Code Monkey home page Code Monkey logo

Comments (19)

etrepum avatar etrepum commented on July 22, 2024

So the reason this works on Mac but not on Linux is because you're using Python 2.x which has two different configure-time options for unicode: wide (UCS4) and narrow (UCS2). Linux has pretty much always done UCS4 and everywhere else has done UCS2 (so that Py_UNICODE is the same type as wchar_t, mostly). This is historically a huge pain in the ass and it's fixed in Python 3, which has a far more correct unicode implementation. The behavior difference is because on a UCS4 build simplejson must combine surrogates, but on a UCS2 build it just blindly stuffs the UCS2 code points in there. It would be more correct if simplejson were to validate this even on UCS2 builds but it simply doesn't because it's easier not to bother (Python 2.x doesn't go through much effort to validate unicode in general).
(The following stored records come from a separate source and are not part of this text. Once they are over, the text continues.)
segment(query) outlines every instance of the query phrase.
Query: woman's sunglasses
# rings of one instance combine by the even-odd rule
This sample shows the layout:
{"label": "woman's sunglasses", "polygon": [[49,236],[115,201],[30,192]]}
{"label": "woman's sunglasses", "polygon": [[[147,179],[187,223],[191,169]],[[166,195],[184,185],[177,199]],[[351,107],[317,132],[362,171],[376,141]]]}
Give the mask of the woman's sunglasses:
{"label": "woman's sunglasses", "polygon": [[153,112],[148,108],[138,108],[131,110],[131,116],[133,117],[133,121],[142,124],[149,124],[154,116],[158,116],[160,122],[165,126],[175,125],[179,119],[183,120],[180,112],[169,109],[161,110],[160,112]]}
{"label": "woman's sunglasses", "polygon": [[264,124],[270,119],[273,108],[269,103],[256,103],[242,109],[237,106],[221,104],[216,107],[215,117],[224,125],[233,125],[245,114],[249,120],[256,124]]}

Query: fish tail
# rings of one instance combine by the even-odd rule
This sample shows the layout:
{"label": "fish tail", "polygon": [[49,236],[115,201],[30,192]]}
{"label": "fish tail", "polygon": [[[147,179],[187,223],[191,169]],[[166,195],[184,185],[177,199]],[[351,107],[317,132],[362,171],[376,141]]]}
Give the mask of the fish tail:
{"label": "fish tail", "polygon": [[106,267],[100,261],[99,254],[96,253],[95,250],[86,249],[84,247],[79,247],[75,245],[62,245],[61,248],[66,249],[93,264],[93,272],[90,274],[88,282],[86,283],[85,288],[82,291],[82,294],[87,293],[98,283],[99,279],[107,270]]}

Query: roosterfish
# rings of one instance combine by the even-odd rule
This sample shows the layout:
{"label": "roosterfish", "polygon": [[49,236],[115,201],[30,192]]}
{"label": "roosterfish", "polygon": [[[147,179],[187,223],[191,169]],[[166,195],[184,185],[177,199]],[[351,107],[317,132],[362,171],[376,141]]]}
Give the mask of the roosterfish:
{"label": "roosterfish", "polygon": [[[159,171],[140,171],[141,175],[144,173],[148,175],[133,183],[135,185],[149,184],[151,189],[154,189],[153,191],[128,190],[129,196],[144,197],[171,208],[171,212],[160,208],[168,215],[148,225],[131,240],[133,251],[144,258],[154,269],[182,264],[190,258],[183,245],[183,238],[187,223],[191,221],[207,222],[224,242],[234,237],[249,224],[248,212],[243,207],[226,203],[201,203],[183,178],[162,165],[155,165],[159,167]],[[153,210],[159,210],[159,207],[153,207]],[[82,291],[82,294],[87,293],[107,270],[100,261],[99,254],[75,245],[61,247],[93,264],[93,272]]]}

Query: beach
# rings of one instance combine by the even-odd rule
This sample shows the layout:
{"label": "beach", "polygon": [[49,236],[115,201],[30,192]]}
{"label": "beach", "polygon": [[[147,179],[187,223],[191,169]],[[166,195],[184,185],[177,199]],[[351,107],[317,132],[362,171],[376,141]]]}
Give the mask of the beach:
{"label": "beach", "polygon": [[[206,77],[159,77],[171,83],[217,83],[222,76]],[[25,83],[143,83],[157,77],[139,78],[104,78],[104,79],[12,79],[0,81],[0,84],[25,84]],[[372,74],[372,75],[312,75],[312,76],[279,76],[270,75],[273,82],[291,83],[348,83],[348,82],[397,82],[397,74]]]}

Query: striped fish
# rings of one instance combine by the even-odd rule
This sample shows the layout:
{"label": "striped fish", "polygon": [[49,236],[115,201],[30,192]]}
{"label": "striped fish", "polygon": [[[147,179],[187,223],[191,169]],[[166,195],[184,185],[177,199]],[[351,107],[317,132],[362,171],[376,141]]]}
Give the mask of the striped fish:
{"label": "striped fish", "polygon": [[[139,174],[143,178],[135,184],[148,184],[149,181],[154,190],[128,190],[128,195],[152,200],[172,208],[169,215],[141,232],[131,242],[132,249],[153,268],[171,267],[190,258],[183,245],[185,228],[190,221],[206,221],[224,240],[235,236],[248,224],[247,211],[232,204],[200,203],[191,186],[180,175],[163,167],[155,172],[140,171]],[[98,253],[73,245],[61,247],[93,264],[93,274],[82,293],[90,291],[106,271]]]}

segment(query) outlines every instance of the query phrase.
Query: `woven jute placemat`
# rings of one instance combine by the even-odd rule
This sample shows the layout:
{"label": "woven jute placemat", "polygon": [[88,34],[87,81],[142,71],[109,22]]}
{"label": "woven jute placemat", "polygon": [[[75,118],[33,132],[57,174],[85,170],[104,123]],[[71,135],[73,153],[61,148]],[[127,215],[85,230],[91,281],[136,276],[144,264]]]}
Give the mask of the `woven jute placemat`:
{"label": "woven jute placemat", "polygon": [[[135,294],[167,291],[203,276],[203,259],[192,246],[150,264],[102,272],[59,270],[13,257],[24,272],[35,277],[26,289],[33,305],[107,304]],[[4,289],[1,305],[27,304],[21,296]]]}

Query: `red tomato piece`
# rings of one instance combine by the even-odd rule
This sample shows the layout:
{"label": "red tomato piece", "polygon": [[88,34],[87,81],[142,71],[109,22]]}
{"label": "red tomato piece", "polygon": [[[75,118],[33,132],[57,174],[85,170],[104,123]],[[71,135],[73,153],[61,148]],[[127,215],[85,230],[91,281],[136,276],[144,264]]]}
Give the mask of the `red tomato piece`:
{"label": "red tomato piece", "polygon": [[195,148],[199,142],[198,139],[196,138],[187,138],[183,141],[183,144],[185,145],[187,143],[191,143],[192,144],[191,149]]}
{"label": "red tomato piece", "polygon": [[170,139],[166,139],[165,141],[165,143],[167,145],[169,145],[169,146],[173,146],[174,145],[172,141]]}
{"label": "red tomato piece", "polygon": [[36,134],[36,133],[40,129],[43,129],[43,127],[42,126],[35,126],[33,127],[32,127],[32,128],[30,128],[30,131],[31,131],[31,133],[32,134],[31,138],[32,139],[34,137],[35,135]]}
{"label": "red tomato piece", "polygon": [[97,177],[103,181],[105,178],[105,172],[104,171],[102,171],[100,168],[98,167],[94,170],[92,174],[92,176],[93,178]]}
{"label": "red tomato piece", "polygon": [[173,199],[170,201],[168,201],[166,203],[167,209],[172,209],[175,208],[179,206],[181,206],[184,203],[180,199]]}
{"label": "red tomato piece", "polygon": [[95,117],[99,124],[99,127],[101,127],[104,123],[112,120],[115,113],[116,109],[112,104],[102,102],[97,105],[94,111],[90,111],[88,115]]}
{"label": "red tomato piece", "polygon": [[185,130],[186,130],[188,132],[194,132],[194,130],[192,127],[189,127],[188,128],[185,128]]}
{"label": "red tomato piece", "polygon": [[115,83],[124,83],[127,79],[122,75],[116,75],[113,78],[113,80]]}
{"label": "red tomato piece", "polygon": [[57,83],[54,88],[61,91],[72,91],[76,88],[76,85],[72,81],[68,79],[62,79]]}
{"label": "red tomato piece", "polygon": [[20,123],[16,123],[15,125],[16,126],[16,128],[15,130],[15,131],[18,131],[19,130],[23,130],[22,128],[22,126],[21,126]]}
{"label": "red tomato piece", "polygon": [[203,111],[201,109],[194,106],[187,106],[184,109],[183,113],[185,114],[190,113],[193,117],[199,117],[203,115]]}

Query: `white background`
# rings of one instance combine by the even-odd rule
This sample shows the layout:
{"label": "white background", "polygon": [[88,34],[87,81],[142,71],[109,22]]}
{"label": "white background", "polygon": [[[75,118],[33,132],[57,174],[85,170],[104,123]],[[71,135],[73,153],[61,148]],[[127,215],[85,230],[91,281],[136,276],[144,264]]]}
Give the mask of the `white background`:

I'll consider adding a flag to loosen up handling of unpaired surrogates, what behavior would you want? On some builds of Python, it's not possible to represent them as-is... so sane behavior would be something like replacing them with a placeholder or removing them entirely.

from simplejson.

d0ugal avatar d0ugal commented on July 22, 2024

You obviously have a much stronger understanding of this than I do - so its hard for me to suggest what the best behaviour is, I'll give this some thought. On one hand being able to replace bad characters would be a great for us and certainly solve our use case. Incidentally, presumably I can remove them myself before parsing - perhaps that's should be the recommended way and maybe this is simply a documentation bug and a a note could be added for people that get stuck in this situation.

For the cases when I had different results with and without the speedups. Which side would you consider the bug? Is it a bug for not failing or a bug for failing? I'm assuming the inconsistency is a bug. I'll can get you all the samples of these if it helps on Monday (I'm avoiding my work machine until then).

from simplejson.

etrepum avatar etrepum commented on July 22, 2024

I'm a bit skeptical that there's difference with and without speedups, I
haven't tried reproducing this yet. As much evidence as you can provide
would be appreciated.

On Saturday, February 23, 2013, Dougal Matthews wrote:

You obviously have a much stronger understanding of this than I do - so
its hard for me to suggest what the best behaviour is, I'll give this some
thought. On one hand being able to replace bad characters would be a great
for us and certainly solve our use case. Incidentally, presumably I can
remove them myself before parsing - perhaps that's should be the
recommended way and maybe this is simply a documentation bug and a a note
could be added for people that get stuck in this situation.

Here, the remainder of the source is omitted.